Uma nova legislação implementada pelo Instituto Nacional do Seguro Social (INSS) promete trazer mais segurança e controle financeiro para milhões de aposentados e pensionistas, especialmente aqueles com 60 anos ou mais. A Lei nº 15.327/2026, em vigor desde o início deste ano, estabelece medidas rigorosas para coibir descontos não autorizados em benefícios previdenciários, combatendo fraudes e aprimorando a segurança na contratação de crédito.

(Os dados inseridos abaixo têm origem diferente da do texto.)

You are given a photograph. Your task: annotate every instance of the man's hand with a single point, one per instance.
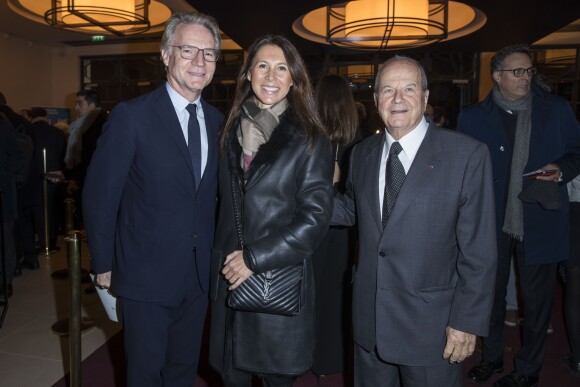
(235, 270)
(460, 345)
(103, 280)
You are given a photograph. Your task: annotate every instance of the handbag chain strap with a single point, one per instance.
(237, 212)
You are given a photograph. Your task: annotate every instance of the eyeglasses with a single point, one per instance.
(519, 72)
(190, 53)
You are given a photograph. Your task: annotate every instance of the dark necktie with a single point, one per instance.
(394, 177)
(194, 142)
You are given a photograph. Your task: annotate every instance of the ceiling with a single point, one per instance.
(509, 22)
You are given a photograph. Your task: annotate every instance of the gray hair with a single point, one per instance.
(179, 18)
(401, 58)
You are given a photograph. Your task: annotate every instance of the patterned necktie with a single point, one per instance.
(194, 142)
(394, 177)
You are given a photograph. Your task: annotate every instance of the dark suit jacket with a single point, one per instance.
(145, 220)
(555, 138)
(434, 264)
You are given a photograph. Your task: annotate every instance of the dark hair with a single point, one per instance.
(337, 108)
(497, 61)
(179, 18)
(401, 58)
(300, 98)
(90, 96)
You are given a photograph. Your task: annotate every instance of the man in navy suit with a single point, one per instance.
(525, 129)
(149, 205)
(426, 253)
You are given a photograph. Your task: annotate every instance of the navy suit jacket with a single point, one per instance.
(555, 138)
(432, 265)
(145, 220)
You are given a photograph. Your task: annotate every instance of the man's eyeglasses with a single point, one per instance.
(519, 72)
(190, 53)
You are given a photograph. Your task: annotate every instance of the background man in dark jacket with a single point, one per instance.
(12, 159)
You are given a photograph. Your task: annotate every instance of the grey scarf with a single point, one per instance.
(513, 223)
(257, 126)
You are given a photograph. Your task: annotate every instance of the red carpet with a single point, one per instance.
(106, 366)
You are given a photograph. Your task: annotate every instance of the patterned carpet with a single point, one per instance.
(106, 366)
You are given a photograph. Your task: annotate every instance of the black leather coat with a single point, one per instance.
(287, 206)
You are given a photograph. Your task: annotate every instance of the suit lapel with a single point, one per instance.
(426, 161)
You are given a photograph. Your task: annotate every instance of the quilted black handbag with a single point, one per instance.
(277, 291)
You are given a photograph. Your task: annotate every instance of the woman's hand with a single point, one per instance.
(235, 270)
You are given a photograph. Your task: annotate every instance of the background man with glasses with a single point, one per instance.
(526, 129)
(149, 204)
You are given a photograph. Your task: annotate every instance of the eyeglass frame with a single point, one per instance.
(202, 50)
(531, 71)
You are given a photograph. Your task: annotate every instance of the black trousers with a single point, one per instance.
(537, 285)
(372, 371)
(163, 339)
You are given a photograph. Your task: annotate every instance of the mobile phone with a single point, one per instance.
(540, 172)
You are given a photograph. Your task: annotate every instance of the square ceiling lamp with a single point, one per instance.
(388, 24)
(109, 17)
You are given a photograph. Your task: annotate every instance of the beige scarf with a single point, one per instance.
(257, 126)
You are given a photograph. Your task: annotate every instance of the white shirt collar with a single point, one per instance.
(180, 102)
(411, 141)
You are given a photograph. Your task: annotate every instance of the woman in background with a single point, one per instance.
(274, 148)
(333, 257)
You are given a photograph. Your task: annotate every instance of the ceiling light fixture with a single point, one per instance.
(389, 24)
(110, 17)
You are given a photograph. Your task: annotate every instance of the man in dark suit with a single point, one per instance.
(525, 128)
(149, 205)
(426, 255)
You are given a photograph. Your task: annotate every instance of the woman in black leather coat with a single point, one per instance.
(273, 144)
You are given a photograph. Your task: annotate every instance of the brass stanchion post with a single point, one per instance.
(45, 202)
(73, 242)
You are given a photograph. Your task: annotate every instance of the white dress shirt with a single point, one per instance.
(180, 105)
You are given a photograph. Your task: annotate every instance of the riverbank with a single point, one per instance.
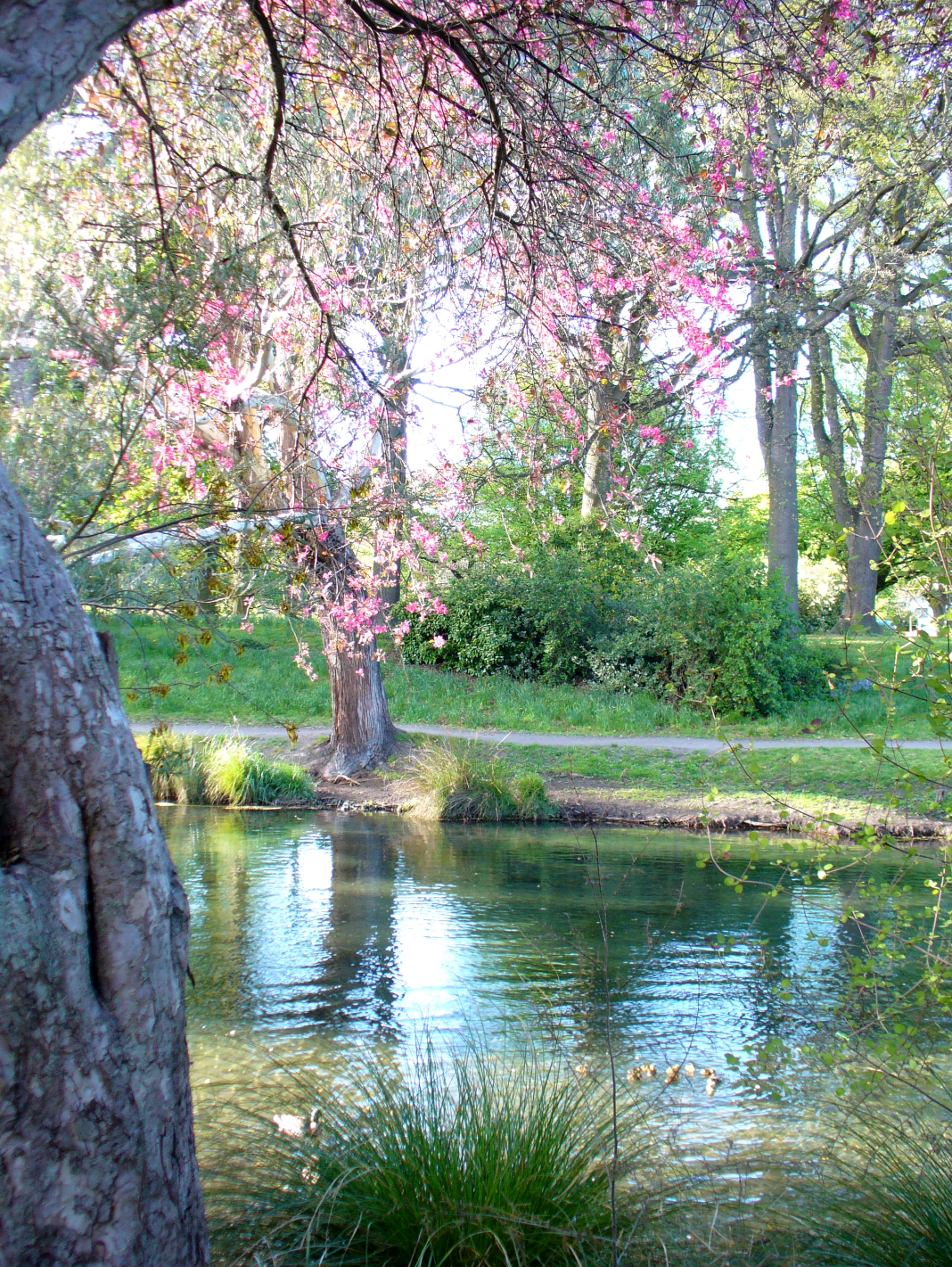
(834, 791)
(168, 673)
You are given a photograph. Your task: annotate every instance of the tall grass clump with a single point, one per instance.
(175, 767)
(235, 774)
(892, 1206)
(464, 1164)
(460, 785)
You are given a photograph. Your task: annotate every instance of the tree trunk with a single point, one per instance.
(47, 47)
(861, 577)
(361, 731)
(392, 436)
(96, 1147)
(776, 430)
(598, 460)
(860, 518)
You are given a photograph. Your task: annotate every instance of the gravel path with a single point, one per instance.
(528, 739)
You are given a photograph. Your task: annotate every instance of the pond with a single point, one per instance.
(316, 934)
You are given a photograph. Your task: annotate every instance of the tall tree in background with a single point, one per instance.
(95, 1122)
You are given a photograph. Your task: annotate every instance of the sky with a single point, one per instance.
(442, 391)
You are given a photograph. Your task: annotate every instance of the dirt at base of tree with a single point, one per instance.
(598, 801)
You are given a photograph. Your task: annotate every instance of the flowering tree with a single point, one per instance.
(95, 1126)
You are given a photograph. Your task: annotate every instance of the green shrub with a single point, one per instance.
(472, 1164)
(175, 767)
(524, 623)
(711, 632)
(705, 631)
(458, 785)
(234, 774)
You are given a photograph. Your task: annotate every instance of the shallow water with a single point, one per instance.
(314, 934)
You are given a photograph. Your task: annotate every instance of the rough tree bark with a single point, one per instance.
(47, 45)
(96, 1149)
(860, 516)
(392, 437)
(775, 342)
(598, 460)
(361, 731)
(776, 431)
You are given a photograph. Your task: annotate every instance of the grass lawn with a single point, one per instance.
(262, 685)
(816, 781)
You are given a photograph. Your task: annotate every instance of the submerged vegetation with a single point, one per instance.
(228, 772)
(464, 1164)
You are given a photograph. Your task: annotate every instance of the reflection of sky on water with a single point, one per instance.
(314, 932)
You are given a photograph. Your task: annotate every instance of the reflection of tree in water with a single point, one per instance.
(217, 877)
(356, 983)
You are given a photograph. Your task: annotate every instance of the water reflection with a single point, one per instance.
(328, 927)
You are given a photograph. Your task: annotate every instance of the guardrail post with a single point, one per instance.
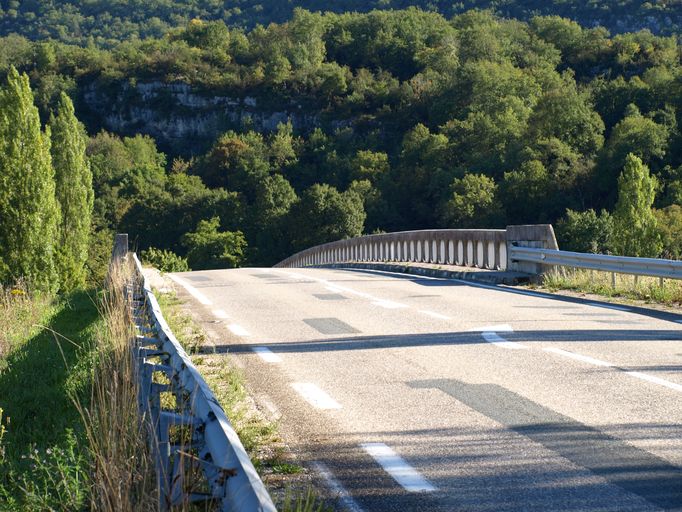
(539, 236)
(120, 248)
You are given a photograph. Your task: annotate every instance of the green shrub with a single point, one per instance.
(165, 261)
(208, 248)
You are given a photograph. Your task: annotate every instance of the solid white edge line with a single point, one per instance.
(191, 290)
(408, 477)
(578, 357)
(347, 502)
(496, 340)
(267, 355)
(608, 306)
(238, 330)
(315, 396)
(654, 380)
(433, 314)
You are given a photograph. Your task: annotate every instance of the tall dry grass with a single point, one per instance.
(19, 314)
(647, 289)
(123, 477)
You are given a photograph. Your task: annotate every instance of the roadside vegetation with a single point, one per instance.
(70, 438)
(650, 290)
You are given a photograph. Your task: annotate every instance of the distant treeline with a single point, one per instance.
(425, 122)
(106, 22)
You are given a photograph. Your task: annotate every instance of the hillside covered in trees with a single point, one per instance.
(229, 147)
(106, 22)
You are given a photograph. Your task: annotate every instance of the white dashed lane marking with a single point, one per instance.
(598, 362)
(267, 355)
(238, 330)
(315, 396)
(433, 314)
(395, 465)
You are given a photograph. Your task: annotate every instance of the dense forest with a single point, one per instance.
(106, 23)
(233, 147)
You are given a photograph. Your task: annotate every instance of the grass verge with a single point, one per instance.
(647, 289)
(44, 462)
(70, 438)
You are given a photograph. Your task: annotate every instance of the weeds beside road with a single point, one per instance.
(619, 286)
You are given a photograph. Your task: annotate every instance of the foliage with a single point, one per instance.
(420, 116)
(585, 231)
(74, 193)
(46, 463)
(28, 209)
(323, 214)
(669, 222)
(106, 22)
(635, 228)
(209, 248)
(473, 202)
(165, 261)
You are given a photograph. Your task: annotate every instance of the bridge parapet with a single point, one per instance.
(480, 248)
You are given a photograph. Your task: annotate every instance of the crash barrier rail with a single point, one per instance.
(653, 267)
(481, 248)
(198, 455)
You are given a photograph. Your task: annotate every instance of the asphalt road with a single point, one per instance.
(410, 393)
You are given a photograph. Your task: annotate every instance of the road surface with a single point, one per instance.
(412, 393)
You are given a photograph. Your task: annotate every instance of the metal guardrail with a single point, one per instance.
(653, 267)
(199, 456)
(482, 248)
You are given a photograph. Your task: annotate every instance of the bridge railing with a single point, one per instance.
(209, 446)
(480, 248)
(527, 248)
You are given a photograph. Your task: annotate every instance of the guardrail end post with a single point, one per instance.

A principal novidade da norma é a criação de uma blindagem contra a realização de débitos automáticos sem o consentimento expresso do beneficiário. Essa iniciativa visa proteger os segurados contra cobranças indevidas e abusivas, um problema recorrente que tem afetado um número significativo de aposentados e pensionistas, frequentemente alvos de esquemas fraudulentos. A medida surge como resposta à identificação de descontos irregulares realizados por entidades não autorizadas, com cerca de 3,3 milhões de pessoas já tendo reportado ao INSS o não reconhecimento de valores subtraídos de seus pagamentos.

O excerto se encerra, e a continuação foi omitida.